If Apple Music is on Amazon Echo, the HomePod no longer holds its exclusivity as a voice-driven home speaker with Apple Music playback. Apple has often used exclusivity to drive hardware sales, which is one reason why you can’t watch iTunes purchases on Amazon Fire TV or Roku devices. Now the HomePod needs to compete as a high-end premium speaker, rather than as literally the only option if you want to give voice commands to an Apple Music-enabled smart speaker.

This is a move that could have huge ramifications for Apple’s forthcoming TV service, which has left the Apple TV caught between Apple’s current desire to grow services revenue and its classic focus on hardware profit margins. In fact, it brings to mind a similar move from back in 2002 and 2003, when Apple made the iPod compatible with Windows PCs.

iPod Apple

Apple iPod.

At that time, Apple decided that the iPod was no longer a product whose value was in serving the existing Mac market and making the Mac more desirable. It took a lot—and by some accounts, Steve Jobs was against the whole thing—for Apple to shift out of its old cultural assumptions that any Apple product needed to serve the success of the Mac, and embrace the fact that the iPod’s success on its own would be more successful than any small boost it might offer Mac sales. (In the end, of course, the iPod became the first positive engagement with an Apple product that millions of people ever had, paving the way for Mac growth and the eventual success of the iPhone.)

Signs are pointing to Apple having the same realization about its services. It’s hard to imagine that Apple’s investment in more than a billion dollars in content for next year’s video-service launch would fail because Apple would limit TV viewing to those who purchased an AppleTV box that costs three times what its competitors do.

Last week, I wrote about the Apple TV needing to get cheaper, and that would certainly be a good way for Apple to get its service onto the TVs of people all around the world. But this Amazon Echo announcement makes me wonder if Apple’s willing to take an even larger step away from its walled-garden ecosystem.

Picture the TV app. Apple has been building it up over the last few years as the central hub for all of Apple’s content, as well as content from third-party services. Apple’s vision is that users of the iPhone, iPad, and Apple TV will all use the TV app as their interface for iTunes purchases and rentals, live sports, other services, and of course Apple’s own video service.

roku premiere 2018 device Roku

Can you image Apple TV's service on the Roku Premiere?

Now picture the TV app on Roku and Amazon Fire TV.

In one step, Apple would be bringing its ecosystem—not just the future Apple video service, but iTunes movie and TV rentals and purchases, and possibly other video services resold by Apple—to the most popular TV streaming boxes out there.

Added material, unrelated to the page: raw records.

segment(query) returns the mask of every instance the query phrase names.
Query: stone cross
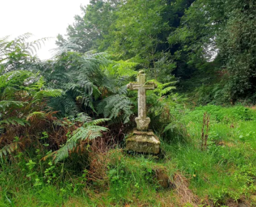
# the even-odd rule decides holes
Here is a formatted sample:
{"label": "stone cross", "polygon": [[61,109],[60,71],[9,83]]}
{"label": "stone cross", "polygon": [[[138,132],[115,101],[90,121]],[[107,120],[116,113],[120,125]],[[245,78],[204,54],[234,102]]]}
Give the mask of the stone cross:
{"label": "stone cross", "polygon": [[137,129],[138,130],[146,131],[150,123],[150,118],[147,117],[146,109],[146,90],[154,90],[157,85],[153,82],[146,82],[146,74],[141,70],[138,74],[138,82],[130,82],[127,85],[127,88],[130,90],[138,90],[138,117],[135,118]]}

The Apple TV, like the HomePod, would be forced to compete as high-margin “premium” hardware—but Apple’s subscription services and a la carte video sales would now be available to a massive audience.

It would certainly increase the number of people who might possibly subscribe to Apple’s new video service. And maybe, just maybe, it would be like the iPod, and act as a gateway to bring some of those people further into Apple’s ecosystem.

It’s a scenario that I never really took seriously, even when writing about this topic a week ago. But with Apple Music coming to the Amazon Echo this month, it’s becoming clear that Apple’s willing to behave a lot differently than it has in the past in order to spread the reach of its subscription media services.